January 30, 2019
Antibiotic use among patients hospitalized for asthma exacerbations may lead to longer hospital stays and increased cost, with no reduction in the risk for treatment failure, according to a study published online January 28 in JAMA Internal Medicine.
"These findings are novel, reflect the experience of unselected patients cared for in routine settings, and lend strong support to current guidelines that recommend against the use of antibiotics in the absence of concomitant infection," write Mihaela S. Stefan, MD, PhD, from the University of Massachusetts Medical School, Springfield, and colleagues.
As part of a retrospective cohort study, the researchers evaluated data from 19,811 patients (median age, 46 years) hospitalized for an asthma exacerbation and treated with corticosteroids from January 1, 2015, through December 31, 2016. Patient data were obtained from 543 small to medium acute care hospitals across the United States. Patients for whom antibiotic therapy may have been indicated were excluded.
Stefan and colleagues found that 8788 patients (44%) were treated with antibiotics during the first 2 days of hospitalization. Compared with those not treated with antibiotics, patients given antibiotics were slightly older (median age, 48 years), more likely to have Medicare insurance, more likely to be smokers, and more likely to have been diagnosed with acute respiratory failure or a comorbid condition (eg, congestive heart failure, chronic pulmonary disease, diabetes).
The researchers matched 6833 patients who received early antibiotic therapy with similar patients who did not received early antibiotic intervention. They found that the rate of treatment failure was comparable between the two groups (5.5% vs 5.7%; P = .58). Treatment failure was defined as "initiation of invasive or noninvasive mechanical ventilation, transfer to the intensive care unit after hospital day 2, in-hospital mortality, or readmission or asthma exacerbation within 30 days of discharge."

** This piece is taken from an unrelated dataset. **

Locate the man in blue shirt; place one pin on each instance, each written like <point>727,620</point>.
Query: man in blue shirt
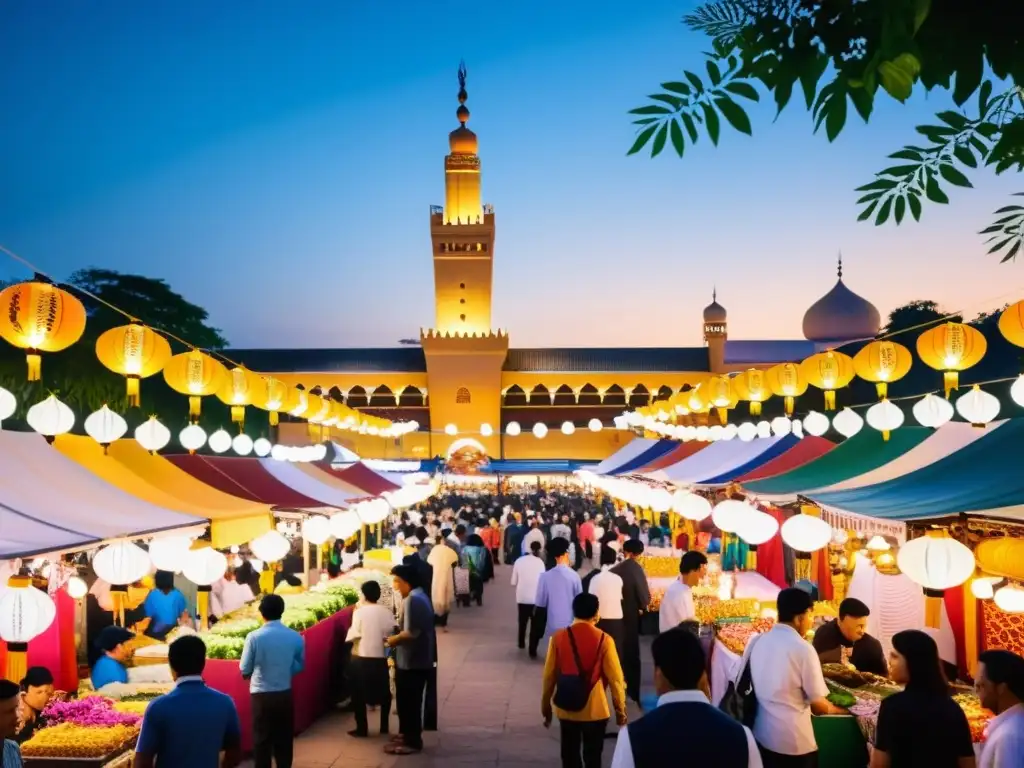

In addition, among the matched cohort, the median length of hospital stay in the antibiotic therapy group was 4 days (interquartile range [IQR], 3 to 5 days) compared with 3 days (IQR, 2 to 4 days; P < .001) among those who did not receive antibiotics.
Antibiotic intervention was also associated with a higher cost of hospitalization (median cost with antibiotic intervention, $4776; IQR, $3219 – $7373; median cost without antibiotic intervention, $3641; IQR, $3246 – $5942).
The authors acknowledge the potential for confounding by indication "in which antibiotics would be preferentially given to patients with higher acuity of illness," but note that the use of instrumental variable analysis and multiple sensitivity analyses helped control for this risk. Given the observational nature of the study, the authors note that these results demonstrate an association between length of hospital stay and antibiotic use but cannot prove causality.
"Our results support current clinical guidelines that recommend against the use of antibiotics in the treatment of patients with asthma exacerbation" and "highlight the need for future research to improve antimicrobial stewardship in the setting of asthma," Stefan and colleagues conclude.
The authors' relevant financial relationships are listed in the original article.